Loony in Lansingburgh

The Lansingburgh Board of Education has denied a request to strike Matthew Whalen’s suspension from school records. Whalen is the 17-year-old Eagle Scout and National Guard member thrown out school for 20 days after a tiny pocket knife was found in his car in September.

According to the Troy Record, Whalen’s family plans to take the matter to the State Education Department. His father told the paper, “I hope people remember this in May when some of the board is up for re-election.”

The persecution of Matthew Whalen is shameful —but this is what you get when zero tolerance trumps common sense.

9 thoughts on “Loony in Lansingburgh

  1. they denied it? I was quite surprised to hear that he received more than a 5 day suspension which is a common school consequence (I work for a school district!). I have to wonder what more is involved that the district can’t share and the family is choosing not to share.

  2. Interesting question. None of the coverage has suggested that there’s anything more to the story.

    I’m not one to argue against school discipline, but in this case I would have complained strenuously —which probably wouldn’t help matters.

  3. Thanks, Ed. That’s exactly the sort of meticulous attention to detail my readers have come to expect from me 😮

  4. While zero tolerance policies sound good in theory, they are simply too harsh and inflexible to apply to real life situations, as this case illustrates. Also don’t forget about the elementary school boy in the state of Delaware who brought a camping knife, fork and spoon set to school to eat his lunch with and was suspended for a long time. Where I live in Guilderland, we just reexamined our “Dangerous Weapons Policy” in light of these two incidents. Our school board policy is not a zero tolerance policy but imposes progressive discipline depending on the student’s age, intent and disciplinary record at the time of the weapon use or possession. We reaffirmed our policy.

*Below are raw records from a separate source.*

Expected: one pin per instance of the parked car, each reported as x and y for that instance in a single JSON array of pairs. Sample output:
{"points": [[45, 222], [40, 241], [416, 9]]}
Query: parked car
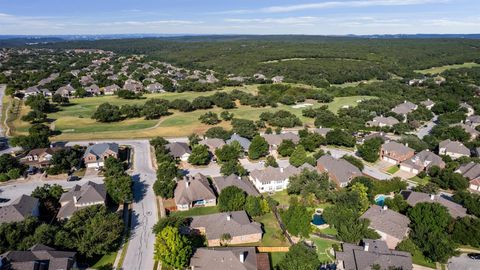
{"points": [[474, 256]]}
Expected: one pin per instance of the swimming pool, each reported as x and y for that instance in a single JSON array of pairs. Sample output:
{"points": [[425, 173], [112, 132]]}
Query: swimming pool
{"points": [[318, 220]]}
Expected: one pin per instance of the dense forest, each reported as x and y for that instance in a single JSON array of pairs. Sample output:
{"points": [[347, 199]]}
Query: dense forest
{"points": [[307, 59]]}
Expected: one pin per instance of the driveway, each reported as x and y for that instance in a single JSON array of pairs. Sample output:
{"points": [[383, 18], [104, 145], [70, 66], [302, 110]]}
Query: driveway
{"points": [[462, 262]]}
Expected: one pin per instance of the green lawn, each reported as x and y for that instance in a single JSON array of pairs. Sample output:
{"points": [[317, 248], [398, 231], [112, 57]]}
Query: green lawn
{"points": [[105, 261], [438, 70], [198, 211], [273, 236], [323, 246], [393, 169]]}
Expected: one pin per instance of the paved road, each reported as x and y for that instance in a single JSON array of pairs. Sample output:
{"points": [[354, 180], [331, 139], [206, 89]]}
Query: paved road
{"points": [[462, 262]]}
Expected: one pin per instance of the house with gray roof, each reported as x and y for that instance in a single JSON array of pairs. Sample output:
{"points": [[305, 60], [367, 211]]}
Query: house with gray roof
{"points": [[471, 171], [390, 225], [38, 257], [272, 179], [405, 108], [454, 149], [242, 183], [413, 197], [422, 162], [244, 142], [21, 208], [229, 258], [79, 197], [395, 153], [381, 121], [236, 224], [96, 154], [179, 150], [339, 171], [370, 253], [194, 191]]}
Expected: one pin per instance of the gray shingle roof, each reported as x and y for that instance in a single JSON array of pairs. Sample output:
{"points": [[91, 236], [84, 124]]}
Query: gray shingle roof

I urge everyone to get to know what your school’s policy is and should it be changed or tweaked in light of these two events.

  5. Zero tolerance means zero tolerance. Think West Point lowers their standards to placate absent-minded students? I think this poor kid should be more concerned how his family is turning this into a PR spectacle by dragging his story all through the news. It’s over, it happened, isn’t his suspension over?

  6. My WAG is that this is, in part, an entrenchment after so much national criticism. On its face, there is no no justification or logical rationale for holding to such a draconian, stringent punishment. Even at its beginning, the suspension was disproportionate to the offense (if there actually was an offense at all), and the admin surely must recognize that they are on an island here. Their response is, as you say, loony. There is no principle here, thus, it smack of complete stubbornness and ego to me. A public statement that a young boy’s life and future are small sacrifice to show that the admin isn’t going to be pushed around by anyone’s (or everyone’s, in this case) opposing beliefs.

  7. Sasquatch – while West Point does have rigidity in its rules and regulations and while cadets must confrom to those rules exactly, when it comes to rule violations with strong,potentially life-changing punishments, they do have a process. Cadets go before boards, can offer defenses, have witnesses. Further, for most or all infractions, including the big ones, there decider has a range of punishments that can be applied. In this type of situation, both the violator and the decider have numerous opportunities to use thought and judgment. That is not zero tolerance; in fact, it is diametric to zero tolerance.

    Ideally schools should teach us many things that go beyond mere recitation of facts. Schools should help the matruing process, they should help their students apply those facts, to think, to make informed decisions based upon knowledge. to accept responsibilty for application or misapplication of knowledge. Zero tolerance policies roun compltely counter to that. They prevent the authority from taking facts into consideration, from using those facts to arrive at a specific and individual judgment, to basically use their brains to make thoughful responses. Further, those policies are shields for the cowardly. They allow the martinet to avoid responsibility for making a hard decision when the situation calls for it or a compassionate one where circumstances call for it. The policy allows you not to act as a judge or even as an individual, but merely as a tool that enforces. It is the height of irony that it is the school where zero tolerance is most often used.